Nach dem Krieg, auf einem schwäbischen Bauernhof aufgewachsen, zählte es zu meinen täglichen Aufgaben, den "Saueimer" mit den Kochabfällen, den Essensresten, den Schlachtabfällen und dem abgesiebten Schlick der frischen Kuhmilch an die Hausschweine zu verfüttern. Der Weg dorthin führte dabei am Hofhund "Molli", einem der letzten falben (hellbraunen) Mittelschnauzer vorbei, der dort als Kettenhund sein Bretterdomizil neben der Miste hatte. Molli bekam vom "Dicken" (die festen Bestandteile) in die verbeulte, niemals gespülte Emailleschüssel, für die Schweine wurde der Rest noch einmal mit Wasser gestreckt. Wenn der Hund ersthafte Krankheitszeichen hatte, kam er in den warmen Kuhstall und bekam "Milchbrockele" (altes Weißbrot in lauwarmer Kuhmilch) dazu eine gewaltsamen Einguß von Weintrester ( ca. 50°Vol).So ungefähr stelle ich mir auch Goris ehemalige Heimat auf Lanzarote vor! Trotzdem zeigt Gori keinen "Biafra-Wuchs" sondern stellt einen durchaus kompakten RS dar.
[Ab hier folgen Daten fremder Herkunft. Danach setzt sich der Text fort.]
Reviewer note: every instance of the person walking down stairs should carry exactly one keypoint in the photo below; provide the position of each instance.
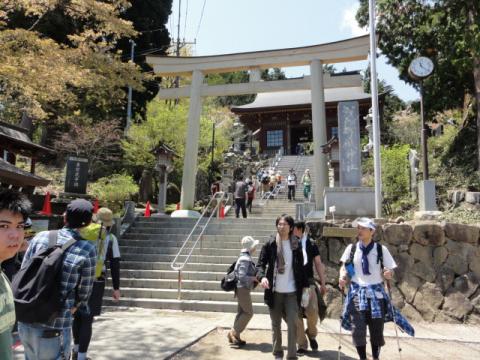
(307, 184)
(245, 271)
(292, 184)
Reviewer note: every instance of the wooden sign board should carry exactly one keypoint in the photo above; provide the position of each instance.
(339, 232)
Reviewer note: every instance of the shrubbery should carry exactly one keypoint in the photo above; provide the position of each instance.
(114, 190)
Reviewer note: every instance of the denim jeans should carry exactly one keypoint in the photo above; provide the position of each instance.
(43, 346)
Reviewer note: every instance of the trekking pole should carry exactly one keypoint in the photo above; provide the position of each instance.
(340, 329)
(394, 320)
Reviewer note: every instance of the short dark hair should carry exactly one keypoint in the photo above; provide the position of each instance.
(300, 225)
(14, 201)
(288, 219)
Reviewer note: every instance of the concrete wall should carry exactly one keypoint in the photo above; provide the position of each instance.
(437, 279)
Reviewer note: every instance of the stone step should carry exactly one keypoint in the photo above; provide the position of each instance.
(165, 265)
(160, 238)
(185, 305)
(160, 244)
(185, 231)
(212, 251)
(196, 295)
(172, 284)
(209, 259)
(172, 275)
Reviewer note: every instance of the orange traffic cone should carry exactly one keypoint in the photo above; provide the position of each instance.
(95, 206)
(147, 210)
(47, 207)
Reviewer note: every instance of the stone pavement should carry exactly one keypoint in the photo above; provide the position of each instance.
(161, 334)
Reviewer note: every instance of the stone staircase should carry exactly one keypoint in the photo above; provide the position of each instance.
(150, 245)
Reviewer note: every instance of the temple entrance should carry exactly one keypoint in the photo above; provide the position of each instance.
(300, 137)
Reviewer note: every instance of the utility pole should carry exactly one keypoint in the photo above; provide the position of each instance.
(177, 78)
(129, 104)
(375, 118)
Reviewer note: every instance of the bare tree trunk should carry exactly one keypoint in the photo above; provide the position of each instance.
(476, 76)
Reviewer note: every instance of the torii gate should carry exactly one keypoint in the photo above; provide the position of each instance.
(353, 49)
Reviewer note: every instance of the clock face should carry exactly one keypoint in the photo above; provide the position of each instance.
(421, 67)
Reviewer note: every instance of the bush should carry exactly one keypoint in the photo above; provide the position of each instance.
(114, 190)
(395, 172)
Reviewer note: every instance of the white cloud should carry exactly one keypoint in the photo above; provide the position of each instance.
(350, 23)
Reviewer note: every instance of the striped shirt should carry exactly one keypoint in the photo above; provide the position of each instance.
(78, 272)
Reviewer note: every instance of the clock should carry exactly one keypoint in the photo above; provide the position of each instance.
(420, 67)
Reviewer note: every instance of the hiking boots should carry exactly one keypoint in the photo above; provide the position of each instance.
(234, 339)
(313, 344)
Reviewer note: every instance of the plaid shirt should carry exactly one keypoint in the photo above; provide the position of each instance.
(369, 292)
(78, 272)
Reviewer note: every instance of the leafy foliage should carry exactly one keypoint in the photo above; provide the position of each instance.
(114, 188)
(395, 172)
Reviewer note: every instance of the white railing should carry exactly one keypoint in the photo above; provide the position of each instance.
(178, 265)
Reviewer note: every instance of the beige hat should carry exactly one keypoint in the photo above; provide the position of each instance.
(105, 216)
(249, 243)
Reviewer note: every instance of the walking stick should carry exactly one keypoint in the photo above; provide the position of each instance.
(394, 321)
(340, 329)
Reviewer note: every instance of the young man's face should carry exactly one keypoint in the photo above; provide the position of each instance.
(283, 228)
(11, 233)
(297, 232)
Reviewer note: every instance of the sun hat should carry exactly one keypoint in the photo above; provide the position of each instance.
(364, 222)
(105, 216)
(249, 243)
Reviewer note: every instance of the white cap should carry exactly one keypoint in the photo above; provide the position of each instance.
(364, 222)
(249, 243)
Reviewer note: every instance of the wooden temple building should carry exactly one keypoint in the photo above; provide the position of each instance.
(284, 119)
(14, 141)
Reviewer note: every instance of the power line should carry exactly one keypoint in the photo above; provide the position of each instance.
(185, 24)
(201, 18)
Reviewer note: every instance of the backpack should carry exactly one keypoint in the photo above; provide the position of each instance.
(379, 254)
(37, 286)
(230, 280)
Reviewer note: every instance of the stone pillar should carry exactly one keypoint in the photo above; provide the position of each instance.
(349, 144)
(162, 188)
(319, 131)
(191, 147)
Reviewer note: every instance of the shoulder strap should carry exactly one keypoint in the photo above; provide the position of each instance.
(380, 255)
(352, 253)
(52, 238)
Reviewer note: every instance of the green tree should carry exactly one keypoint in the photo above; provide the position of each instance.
(168, 124)
(57, 62)
(448, 31)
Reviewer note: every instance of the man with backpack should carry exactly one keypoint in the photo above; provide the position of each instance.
(366, 263)
(14, 209)
(45, 322)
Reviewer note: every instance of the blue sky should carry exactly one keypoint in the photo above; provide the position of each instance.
(230, 26)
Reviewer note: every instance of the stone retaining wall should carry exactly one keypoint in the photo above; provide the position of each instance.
(437, 278)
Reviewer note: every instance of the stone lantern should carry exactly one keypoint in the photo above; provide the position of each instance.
(164, 165)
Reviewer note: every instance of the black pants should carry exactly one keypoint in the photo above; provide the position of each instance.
(82, 330)
(240, 204)
(362, 319)
(291, 192)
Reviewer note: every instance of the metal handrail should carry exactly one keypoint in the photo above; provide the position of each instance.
(219, 196)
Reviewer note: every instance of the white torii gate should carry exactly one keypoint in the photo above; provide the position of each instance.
(314, 56)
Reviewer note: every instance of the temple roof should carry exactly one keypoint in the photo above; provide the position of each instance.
(297, 98)
(12, 175)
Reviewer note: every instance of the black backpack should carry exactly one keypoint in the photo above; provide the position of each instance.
(37, 286)
(230, 280)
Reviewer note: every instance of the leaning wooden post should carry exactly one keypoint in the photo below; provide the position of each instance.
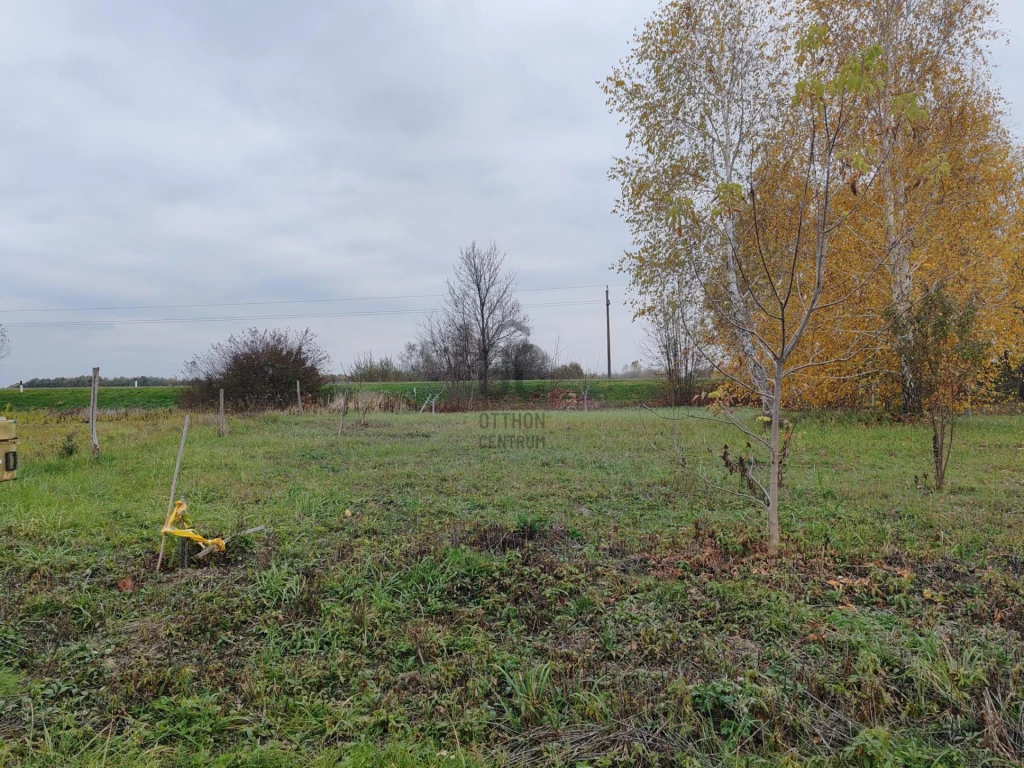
(174, 486)
(223, 425)
(92, 413)
(344, 409)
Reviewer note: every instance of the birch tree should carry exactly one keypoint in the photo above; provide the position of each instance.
(760, 246)
(695, 94)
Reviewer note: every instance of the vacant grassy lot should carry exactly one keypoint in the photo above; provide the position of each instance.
(110, 397)
(517, 393)
(574, 600)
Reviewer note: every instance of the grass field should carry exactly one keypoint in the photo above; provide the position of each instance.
(574, 600)
(110, 397)
(615, 392)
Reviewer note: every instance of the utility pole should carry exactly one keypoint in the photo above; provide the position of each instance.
(607, 326)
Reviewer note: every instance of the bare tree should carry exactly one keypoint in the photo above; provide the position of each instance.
(446, 340)
(481, 308)
(674, 322)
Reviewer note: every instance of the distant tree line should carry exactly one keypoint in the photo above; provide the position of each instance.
(257, 370)
(68, 382)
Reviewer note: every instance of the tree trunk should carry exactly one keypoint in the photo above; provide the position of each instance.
(757, 370)
(776, 414)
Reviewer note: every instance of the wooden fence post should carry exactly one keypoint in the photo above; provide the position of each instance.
(174, 486)
(94, 396)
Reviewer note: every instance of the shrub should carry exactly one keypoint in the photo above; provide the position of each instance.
(257, 370)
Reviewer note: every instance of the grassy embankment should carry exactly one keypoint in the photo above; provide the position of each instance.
(614, 392)
(577, 602)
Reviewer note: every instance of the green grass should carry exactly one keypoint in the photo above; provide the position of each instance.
(110, 397)
(616, 392)
(585, 601)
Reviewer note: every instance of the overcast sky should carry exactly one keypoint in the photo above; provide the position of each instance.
(201, 152)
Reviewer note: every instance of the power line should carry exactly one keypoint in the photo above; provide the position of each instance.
(165, 321)
(268, 303)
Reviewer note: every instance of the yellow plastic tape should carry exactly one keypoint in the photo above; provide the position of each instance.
(177, 517)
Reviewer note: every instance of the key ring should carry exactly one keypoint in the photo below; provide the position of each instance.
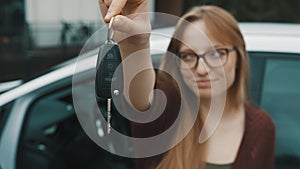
(110, 32)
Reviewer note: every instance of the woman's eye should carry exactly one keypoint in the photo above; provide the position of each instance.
(187, 56)
(217, 53)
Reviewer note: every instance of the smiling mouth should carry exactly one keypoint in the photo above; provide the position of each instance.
(204, 83)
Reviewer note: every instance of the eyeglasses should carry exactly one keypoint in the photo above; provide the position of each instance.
(214, 58)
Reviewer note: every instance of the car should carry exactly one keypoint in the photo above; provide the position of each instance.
(39, 127)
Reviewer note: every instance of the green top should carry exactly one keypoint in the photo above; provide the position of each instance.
(218, 166)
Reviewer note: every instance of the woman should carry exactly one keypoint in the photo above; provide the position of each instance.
(213, 57)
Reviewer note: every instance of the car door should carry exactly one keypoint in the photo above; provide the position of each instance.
(275, 85)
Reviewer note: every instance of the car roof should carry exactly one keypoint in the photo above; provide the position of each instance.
(259, 37)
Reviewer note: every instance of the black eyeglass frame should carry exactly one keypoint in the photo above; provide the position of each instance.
(227, 49)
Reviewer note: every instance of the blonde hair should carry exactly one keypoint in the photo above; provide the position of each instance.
(224, 28)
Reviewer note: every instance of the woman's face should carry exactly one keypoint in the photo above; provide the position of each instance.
(212, 76)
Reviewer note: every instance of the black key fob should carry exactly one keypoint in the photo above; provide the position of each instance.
(109, 58)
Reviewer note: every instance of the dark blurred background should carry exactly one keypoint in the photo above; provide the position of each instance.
(37, 34)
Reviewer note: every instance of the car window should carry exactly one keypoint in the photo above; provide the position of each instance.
(281, 98)
(4, 111)
(53, 138)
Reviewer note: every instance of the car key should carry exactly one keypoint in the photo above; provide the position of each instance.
(109, 58)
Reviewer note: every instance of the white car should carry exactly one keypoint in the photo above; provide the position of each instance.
(39, 127)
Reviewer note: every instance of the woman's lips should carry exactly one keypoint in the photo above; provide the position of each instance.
(204, 83)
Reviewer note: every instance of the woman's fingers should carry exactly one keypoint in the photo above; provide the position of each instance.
(115, 8)
(103, 8)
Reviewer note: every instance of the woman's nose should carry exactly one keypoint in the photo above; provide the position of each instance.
(202, 68)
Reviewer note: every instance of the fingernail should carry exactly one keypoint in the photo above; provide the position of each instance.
(117, 21)
(107, 16)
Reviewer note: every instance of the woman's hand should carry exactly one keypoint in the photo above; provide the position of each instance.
(132, 32)
(131, 21)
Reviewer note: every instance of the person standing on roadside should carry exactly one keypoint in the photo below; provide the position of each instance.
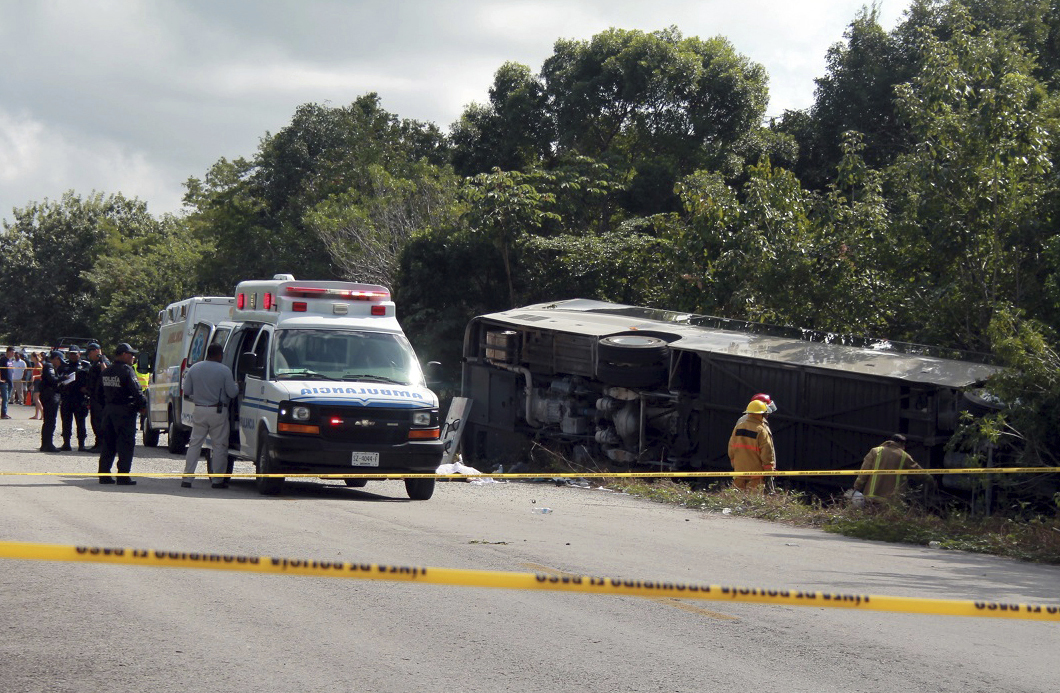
(96, 362)
(124, 400)
(73, 406)
(210, 385)
(36, 362)
(751, 445)
(18, 378)
(5, 380)
(50, 400)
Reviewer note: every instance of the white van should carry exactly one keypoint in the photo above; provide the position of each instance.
(186, 329)
(329, 385)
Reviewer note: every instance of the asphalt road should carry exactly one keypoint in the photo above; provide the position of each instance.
(91, 627)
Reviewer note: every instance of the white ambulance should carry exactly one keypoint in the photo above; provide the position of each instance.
(329, 385)
(186, 329)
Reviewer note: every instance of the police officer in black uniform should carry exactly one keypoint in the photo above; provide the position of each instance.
(124, 400)
(50, 398)
(73, 404)
(96, 362)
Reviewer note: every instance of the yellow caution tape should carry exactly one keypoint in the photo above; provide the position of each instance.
(551, 475)
(587, 584)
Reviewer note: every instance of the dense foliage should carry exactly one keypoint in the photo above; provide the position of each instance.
(916, 199)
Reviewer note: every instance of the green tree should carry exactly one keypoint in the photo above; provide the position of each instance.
(365, 230)
(513, 131)
(134, 277)
(52, 246)
(972, 198)
(324, 152)
(506, 206)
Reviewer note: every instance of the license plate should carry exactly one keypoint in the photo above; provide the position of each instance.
(365, 459)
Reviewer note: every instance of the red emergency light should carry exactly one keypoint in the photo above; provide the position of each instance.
(318, 291)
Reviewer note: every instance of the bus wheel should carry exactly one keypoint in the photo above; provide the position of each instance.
(266, 485)
(149, 434)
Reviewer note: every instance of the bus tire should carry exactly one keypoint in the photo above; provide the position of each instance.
(266, 485)
(420, 489)
(177, 440)
(149, 436)
(632, 349)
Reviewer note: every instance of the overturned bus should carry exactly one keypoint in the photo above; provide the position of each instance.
(647, 387)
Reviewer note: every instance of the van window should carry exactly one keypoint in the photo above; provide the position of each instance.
(244, 340)
(197, 351)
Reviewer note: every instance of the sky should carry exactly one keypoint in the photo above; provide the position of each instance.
(136, 96)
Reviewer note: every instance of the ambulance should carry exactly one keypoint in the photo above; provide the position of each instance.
(329, 385)
(184, 330)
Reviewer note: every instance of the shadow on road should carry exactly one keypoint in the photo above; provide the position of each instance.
(241, 490)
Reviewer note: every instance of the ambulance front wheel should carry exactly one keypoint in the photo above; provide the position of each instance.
(420, 489)
(266, 485)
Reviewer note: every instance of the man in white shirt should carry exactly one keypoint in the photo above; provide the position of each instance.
(210, 385)
(17, 373)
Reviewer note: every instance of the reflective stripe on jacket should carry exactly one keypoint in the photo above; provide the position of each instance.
(888, 456)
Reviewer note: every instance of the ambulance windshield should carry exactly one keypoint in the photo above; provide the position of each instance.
(345, 355)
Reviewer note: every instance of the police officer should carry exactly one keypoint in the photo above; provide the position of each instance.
(73, 404)
(96, 362)
(210, 385)
(124, 400)
(50, 398)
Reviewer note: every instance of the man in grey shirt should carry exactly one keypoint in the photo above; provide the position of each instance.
(211, 387)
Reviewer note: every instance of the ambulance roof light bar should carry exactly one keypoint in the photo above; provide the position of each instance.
(319, 291)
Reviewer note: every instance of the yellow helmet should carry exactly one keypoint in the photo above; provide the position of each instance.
(757, 407)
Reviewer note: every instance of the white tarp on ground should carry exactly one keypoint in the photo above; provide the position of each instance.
(459, 467)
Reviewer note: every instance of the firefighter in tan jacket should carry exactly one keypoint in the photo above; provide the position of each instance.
(889, 456)
(751, 445)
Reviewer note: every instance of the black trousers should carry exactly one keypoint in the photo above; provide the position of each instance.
(119, 438)
(51, 407)
(95, 414)
(75, 411)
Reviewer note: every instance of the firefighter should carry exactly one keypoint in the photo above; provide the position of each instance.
(890, 455)
(50, 398)
(124, 400)
(751, 445)
(73, 405)
(96, 362)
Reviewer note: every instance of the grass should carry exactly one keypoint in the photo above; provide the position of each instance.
(1027, 538)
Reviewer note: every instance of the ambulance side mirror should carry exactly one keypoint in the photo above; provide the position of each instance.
(249, 365)
(433, 374)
Was ich damit sagen will: Hunde sind auch heute, nach langer Evolution und Domestizierung, noch unglaublich anpassungsfähig in Bezug auf ihre Ernährung geblieben! Insofern möchte ich allen Foris, die sich so ambitioniert über die Ernährungfragen auslassen, als Trost sagen, daß sie eigentlich niemals etwas total falsch machen können. Nur - der Hund muß sein vorgesetztes Futter auch fressen wollen! Etwas anderes suchen, wie in der freien Wildbahn,ist ihm in unserer Haltung nicht mehr möglich.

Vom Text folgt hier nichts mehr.